Social network analysis for journalists using the Twitter API
Social Network analysis allows us to identify players in a social network and how they are related to each other. For example: I want to identify people who are involved in a certain topic - either to interview or to understand what different groups are engaging in debate.
What you’ll Need:
- Gephi (http://gephi.org)
- OpenRefine (http://openrefine.org)
- The Sample Spreadsheet
- Another sample Dataset
- Bonus: The twitter search to graph tool
Step 1: Basic Social Networks
Throughout this exercise we will use Gephi for graph analysis and visualization. Let’s start by getting a small graph into gephi.
Take a look at the sample spreadsheet - this is data from a fictional case you are investigating.
In your country the minister of health (Mark Illinger) recently bought 500,000 respiration masks from a company (Clearsky-Health) during a flu-scare that turned out non substantial. The masks were never used and rot away in the basement of the ministry. During your investigation you found that during the period of this deal Clearsky-Health was consulted by Flowingwater Consulting and paid them a large sum for their services. A consulting company owned by Adele Meral-Poisson. Adele Meral-Poisson is a well known lobbyist and the wife of Mark Illinger.
While we don’t need to apply network analysis to understand this fictional case - it helps understanding the sample spreadsheet.

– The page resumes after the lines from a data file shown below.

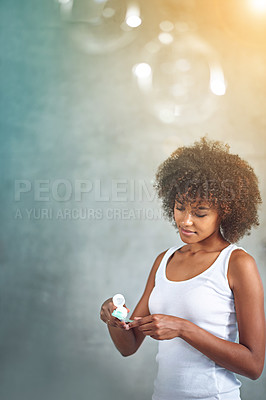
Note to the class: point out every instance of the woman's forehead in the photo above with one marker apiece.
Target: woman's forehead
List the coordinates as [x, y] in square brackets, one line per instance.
[193, 203]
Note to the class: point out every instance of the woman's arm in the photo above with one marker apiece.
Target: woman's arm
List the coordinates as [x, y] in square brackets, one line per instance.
[126, 340]
[247, 356]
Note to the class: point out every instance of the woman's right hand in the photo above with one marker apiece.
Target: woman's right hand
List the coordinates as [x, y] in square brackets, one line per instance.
[106, 315]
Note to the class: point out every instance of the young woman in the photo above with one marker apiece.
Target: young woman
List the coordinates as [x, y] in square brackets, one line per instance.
[201, 295]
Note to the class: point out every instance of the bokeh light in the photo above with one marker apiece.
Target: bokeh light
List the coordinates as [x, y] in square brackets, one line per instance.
[99, 27]
[180, 75]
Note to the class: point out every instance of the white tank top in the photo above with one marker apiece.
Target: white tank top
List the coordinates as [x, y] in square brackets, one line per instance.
[184, 373]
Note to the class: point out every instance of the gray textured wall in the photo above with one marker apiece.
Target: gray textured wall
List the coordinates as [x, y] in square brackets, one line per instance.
[71, 111]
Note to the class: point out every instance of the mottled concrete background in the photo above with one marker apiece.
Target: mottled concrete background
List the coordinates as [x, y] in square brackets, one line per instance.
[80, 144]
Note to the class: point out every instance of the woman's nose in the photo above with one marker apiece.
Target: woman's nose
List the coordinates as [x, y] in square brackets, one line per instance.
[187, 219]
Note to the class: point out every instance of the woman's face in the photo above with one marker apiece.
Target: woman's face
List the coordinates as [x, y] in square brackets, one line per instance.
[196, 221]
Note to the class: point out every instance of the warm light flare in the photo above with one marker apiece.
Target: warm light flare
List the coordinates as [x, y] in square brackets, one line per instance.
[133, 15]
[258, 5]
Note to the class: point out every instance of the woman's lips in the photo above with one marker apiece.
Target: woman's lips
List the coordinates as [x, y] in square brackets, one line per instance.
[186, 232]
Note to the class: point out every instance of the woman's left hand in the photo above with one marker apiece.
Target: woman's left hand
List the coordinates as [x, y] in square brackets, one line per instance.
[159, 326]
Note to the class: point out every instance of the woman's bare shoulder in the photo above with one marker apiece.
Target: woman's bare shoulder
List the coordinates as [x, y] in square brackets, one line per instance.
[242, 267]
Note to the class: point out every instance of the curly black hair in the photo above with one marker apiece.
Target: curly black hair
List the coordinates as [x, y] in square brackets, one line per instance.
[207, 171]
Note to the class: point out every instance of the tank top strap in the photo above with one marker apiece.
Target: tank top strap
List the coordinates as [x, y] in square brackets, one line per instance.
[161, 269]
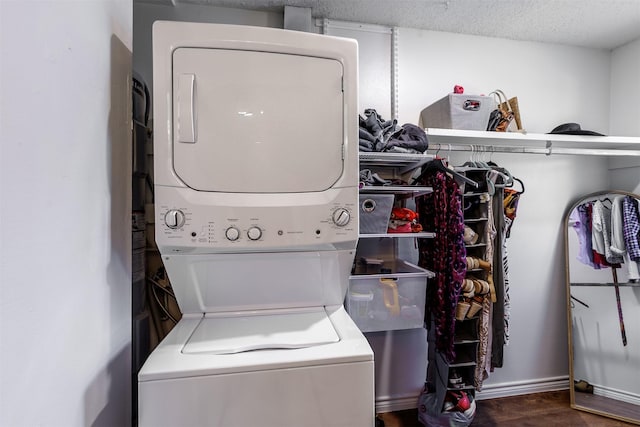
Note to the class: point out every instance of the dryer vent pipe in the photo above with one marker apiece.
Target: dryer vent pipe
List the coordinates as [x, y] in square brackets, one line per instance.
[298, 18]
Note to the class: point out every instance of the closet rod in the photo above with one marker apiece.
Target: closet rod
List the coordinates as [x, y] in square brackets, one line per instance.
[548, 150]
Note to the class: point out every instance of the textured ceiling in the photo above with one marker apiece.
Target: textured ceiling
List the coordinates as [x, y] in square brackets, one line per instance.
[590, 23]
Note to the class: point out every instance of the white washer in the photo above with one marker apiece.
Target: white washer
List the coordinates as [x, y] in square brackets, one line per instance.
[255, 157]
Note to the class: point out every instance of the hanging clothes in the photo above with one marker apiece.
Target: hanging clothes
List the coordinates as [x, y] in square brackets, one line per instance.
[631, 227]
[483, 360]
[498, 319]
[618, 243]
[580, 220]
[444, 255]
[601, 236]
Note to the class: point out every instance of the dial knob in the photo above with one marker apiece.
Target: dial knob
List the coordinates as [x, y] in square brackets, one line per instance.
[341, 217]
[232, 233]
[254, 233]
[174, 218]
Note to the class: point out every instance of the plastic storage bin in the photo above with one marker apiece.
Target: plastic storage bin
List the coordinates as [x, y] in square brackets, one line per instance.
[388, 301]
[375, 211]
[458, 111]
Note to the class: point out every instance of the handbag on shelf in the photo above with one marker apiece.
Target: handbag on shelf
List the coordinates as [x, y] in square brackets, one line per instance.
[507, 114]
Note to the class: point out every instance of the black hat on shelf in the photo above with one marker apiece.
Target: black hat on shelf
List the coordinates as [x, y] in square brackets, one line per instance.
[573, 129]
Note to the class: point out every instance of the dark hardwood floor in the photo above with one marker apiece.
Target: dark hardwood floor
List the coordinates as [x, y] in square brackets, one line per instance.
[531, 410]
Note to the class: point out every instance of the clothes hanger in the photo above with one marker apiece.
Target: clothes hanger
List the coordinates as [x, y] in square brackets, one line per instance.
[521, 184]
[438, 165]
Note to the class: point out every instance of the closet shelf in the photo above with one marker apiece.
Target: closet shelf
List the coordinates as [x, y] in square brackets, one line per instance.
[515, 142]
[400, 190]
[630, 284]
[474, 220]
[421, 235]
[476, 245]
[407, 161]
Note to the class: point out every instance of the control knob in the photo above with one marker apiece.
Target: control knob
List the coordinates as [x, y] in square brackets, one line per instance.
[341, 217]
[174, 218]
[254, 233]
[232, 233]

Gephi is able to import spreadsheets like this through it’s “import csv” section. Let’s do this.
Walkthrough Importing CSV into Gephi
- Save the Sample Spreadsheet as csv (or click download as → comma seperated values if using google spreadsheet)
- Start Gephi
- Select File → Open
- Select the csv file safed from the sample spreadsheet.

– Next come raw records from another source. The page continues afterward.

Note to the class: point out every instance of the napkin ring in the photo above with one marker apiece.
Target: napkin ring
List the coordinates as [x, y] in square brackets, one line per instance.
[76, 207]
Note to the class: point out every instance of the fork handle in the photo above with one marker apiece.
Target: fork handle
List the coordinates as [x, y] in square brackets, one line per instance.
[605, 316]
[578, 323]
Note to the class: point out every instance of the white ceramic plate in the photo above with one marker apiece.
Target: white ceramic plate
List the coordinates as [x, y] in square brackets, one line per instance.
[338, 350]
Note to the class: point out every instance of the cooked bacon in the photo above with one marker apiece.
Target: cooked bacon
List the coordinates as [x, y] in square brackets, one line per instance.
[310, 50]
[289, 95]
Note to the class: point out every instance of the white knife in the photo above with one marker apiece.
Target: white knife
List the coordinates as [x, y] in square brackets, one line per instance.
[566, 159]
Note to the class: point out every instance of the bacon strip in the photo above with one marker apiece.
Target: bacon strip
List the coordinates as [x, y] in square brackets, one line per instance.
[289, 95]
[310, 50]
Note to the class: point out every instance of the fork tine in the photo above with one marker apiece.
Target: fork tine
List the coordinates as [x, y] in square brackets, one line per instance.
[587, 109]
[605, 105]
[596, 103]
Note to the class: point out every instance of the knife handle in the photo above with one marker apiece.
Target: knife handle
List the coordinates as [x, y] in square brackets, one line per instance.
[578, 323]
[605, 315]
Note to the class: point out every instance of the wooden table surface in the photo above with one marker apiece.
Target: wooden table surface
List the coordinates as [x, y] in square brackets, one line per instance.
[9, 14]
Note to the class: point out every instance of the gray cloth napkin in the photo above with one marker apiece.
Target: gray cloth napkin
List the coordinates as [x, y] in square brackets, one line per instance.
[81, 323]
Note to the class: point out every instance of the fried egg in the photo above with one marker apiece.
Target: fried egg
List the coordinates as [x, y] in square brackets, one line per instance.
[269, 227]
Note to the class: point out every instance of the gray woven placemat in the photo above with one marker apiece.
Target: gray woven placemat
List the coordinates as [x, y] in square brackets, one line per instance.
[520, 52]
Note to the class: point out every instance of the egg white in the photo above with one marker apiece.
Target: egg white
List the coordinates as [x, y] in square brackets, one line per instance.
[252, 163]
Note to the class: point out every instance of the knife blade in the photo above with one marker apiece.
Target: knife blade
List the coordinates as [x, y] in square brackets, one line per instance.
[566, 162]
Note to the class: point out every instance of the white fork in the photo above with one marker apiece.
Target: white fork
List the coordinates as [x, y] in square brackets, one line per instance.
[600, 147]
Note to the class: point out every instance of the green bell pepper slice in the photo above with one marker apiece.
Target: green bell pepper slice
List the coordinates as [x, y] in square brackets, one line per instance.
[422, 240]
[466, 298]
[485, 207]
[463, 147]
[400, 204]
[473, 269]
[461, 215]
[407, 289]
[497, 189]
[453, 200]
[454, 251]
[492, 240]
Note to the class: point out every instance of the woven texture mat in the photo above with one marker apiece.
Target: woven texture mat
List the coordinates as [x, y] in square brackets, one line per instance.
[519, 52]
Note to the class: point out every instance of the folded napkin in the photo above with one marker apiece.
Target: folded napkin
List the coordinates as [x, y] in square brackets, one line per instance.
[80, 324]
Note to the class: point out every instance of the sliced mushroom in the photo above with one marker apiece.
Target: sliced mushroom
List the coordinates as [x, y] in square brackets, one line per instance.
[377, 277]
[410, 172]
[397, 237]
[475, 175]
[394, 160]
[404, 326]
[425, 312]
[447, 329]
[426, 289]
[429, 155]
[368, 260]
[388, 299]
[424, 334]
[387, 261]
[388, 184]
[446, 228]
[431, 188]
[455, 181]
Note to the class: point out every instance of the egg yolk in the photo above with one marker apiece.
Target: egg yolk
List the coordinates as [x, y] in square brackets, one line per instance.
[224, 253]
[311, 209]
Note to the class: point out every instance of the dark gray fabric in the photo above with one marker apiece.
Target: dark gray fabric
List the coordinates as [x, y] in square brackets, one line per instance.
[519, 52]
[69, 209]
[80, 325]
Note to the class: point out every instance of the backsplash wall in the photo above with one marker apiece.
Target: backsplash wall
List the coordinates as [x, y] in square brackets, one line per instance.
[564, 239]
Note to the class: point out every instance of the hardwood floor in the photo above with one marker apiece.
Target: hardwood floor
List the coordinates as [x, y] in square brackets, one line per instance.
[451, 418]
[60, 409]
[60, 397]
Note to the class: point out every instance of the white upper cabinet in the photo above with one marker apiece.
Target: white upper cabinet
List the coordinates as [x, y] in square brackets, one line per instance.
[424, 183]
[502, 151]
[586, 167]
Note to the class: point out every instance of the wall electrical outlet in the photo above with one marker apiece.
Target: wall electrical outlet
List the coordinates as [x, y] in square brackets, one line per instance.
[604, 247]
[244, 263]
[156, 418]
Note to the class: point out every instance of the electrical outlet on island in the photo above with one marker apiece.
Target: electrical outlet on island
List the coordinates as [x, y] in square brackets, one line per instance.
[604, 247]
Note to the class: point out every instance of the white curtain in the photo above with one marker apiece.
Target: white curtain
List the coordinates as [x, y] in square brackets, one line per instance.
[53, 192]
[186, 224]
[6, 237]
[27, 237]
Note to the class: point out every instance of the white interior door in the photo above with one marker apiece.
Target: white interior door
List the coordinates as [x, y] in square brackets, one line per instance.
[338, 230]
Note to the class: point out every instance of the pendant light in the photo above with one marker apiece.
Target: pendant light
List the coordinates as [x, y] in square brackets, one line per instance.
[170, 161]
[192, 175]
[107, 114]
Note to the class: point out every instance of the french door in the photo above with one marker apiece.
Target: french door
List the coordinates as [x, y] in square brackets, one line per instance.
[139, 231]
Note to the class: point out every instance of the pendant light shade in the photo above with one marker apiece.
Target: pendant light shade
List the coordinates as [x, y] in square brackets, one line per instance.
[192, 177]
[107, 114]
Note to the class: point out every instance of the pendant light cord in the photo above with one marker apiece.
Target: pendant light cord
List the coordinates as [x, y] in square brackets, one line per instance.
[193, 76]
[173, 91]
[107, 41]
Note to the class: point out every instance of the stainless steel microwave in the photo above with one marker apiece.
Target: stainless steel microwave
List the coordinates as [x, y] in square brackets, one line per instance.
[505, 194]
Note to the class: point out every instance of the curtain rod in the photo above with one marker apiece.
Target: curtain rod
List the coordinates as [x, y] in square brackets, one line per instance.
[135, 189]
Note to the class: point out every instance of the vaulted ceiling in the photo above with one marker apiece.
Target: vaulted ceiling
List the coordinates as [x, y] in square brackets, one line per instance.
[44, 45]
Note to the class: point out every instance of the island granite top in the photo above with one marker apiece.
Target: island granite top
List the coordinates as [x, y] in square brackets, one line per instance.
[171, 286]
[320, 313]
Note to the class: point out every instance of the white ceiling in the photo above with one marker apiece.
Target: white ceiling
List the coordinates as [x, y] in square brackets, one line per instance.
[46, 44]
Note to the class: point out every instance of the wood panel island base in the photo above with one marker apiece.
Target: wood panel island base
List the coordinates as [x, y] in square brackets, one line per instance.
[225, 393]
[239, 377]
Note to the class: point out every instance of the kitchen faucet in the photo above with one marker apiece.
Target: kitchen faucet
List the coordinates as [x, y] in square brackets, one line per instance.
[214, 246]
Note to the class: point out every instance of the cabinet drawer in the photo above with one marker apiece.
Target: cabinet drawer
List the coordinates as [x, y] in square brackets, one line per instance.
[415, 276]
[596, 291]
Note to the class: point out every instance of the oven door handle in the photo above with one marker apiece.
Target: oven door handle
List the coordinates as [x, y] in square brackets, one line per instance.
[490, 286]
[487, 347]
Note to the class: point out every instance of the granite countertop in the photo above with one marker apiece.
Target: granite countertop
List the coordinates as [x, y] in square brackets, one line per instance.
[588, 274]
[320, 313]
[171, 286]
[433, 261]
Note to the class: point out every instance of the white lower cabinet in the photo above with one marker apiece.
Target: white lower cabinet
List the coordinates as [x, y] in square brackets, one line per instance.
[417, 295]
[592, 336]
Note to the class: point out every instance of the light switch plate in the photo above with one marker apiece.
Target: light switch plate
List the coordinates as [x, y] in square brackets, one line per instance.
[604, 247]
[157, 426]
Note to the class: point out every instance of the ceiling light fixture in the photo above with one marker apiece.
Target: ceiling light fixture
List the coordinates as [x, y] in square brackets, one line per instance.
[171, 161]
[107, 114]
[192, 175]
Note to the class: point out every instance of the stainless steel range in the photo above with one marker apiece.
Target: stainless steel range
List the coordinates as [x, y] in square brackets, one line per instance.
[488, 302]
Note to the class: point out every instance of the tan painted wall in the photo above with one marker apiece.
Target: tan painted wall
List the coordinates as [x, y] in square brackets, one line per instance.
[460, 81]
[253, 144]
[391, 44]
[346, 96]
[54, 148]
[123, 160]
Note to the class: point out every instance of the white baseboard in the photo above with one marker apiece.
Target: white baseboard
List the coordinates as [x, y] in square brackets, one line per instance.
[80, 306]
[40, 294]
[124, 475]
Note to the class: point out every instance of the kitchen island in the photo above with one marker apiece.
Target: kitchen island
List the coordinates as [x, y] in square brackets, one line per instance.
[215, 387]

- You will get a import report - check whether the number of nodes and edges seem correct and there are no errors reported
- The default values are OK for many graphs of this type. If the links between the objects in your spreadsheet are not unilateral but rather bilateral: e.g. lists of friendship, relationships etc. select Undirected instead of directed.
- For now we’ll go with directed - so click “OK” to import the graph.
Now we have imported our simple graph and already see some things on the screen let’s make it a little nicer. By playing around with Gephi a bit.
Walkthrough: Basic layout in Gephi
See the grey nodes there, let’s make this graph a little easier to read
- Click on the big fat “T” on the bottom of the graph screen to activate labels
- Let’s zoom a bit, click on the button on the lower right of the graph window to open the larger menu
- You should see a zoom slider now, slide it around to make your graph a little bigger:
- You can click on individual nodes and drag them around to arrange them nicer.
Step 2: Getting data out of Twitter
Now we have this, let’s get some data out of Twitter. We’ll be using the twitter search for a particular hashtag to find information who talks about it, with whom and what do they talk about. Twitter offers loads of information on their API for search it’s here: https://dev.twitter.com/docs/api/1/get/search
It basically all boils down to using https://search.twitter.com/search.json?q=%23 tag (the %23 is the #character encoded - so %23ijf corresponds to #ijf). If you open the link in the browser you will get the data in json format - a format that is ideal for computers to read - but rather hard for you. Luckily Refine can help with this and turn the information into a table. (If you’ve never worked with refine before, consider having a quick look at the cleaning data with refine recipe at the school of data: https://schoolofdata.org/handbook/recipes/cleaning-data-with-refine/)
Walktrough: Get JSON data from web apis into Refine
- Open Refine
- Click Create Project
- Select “Web Adresses”
- Enter the the following url https://search.twitter.com/search.json?q=%23ijf - this searches for the #ijf hashtag on twitter.
- Click on “Next”
- You will get a preview window showing you nicely formatted json:
- Hover over the curly bracket inside results and click this selects the results as the data to import into a table.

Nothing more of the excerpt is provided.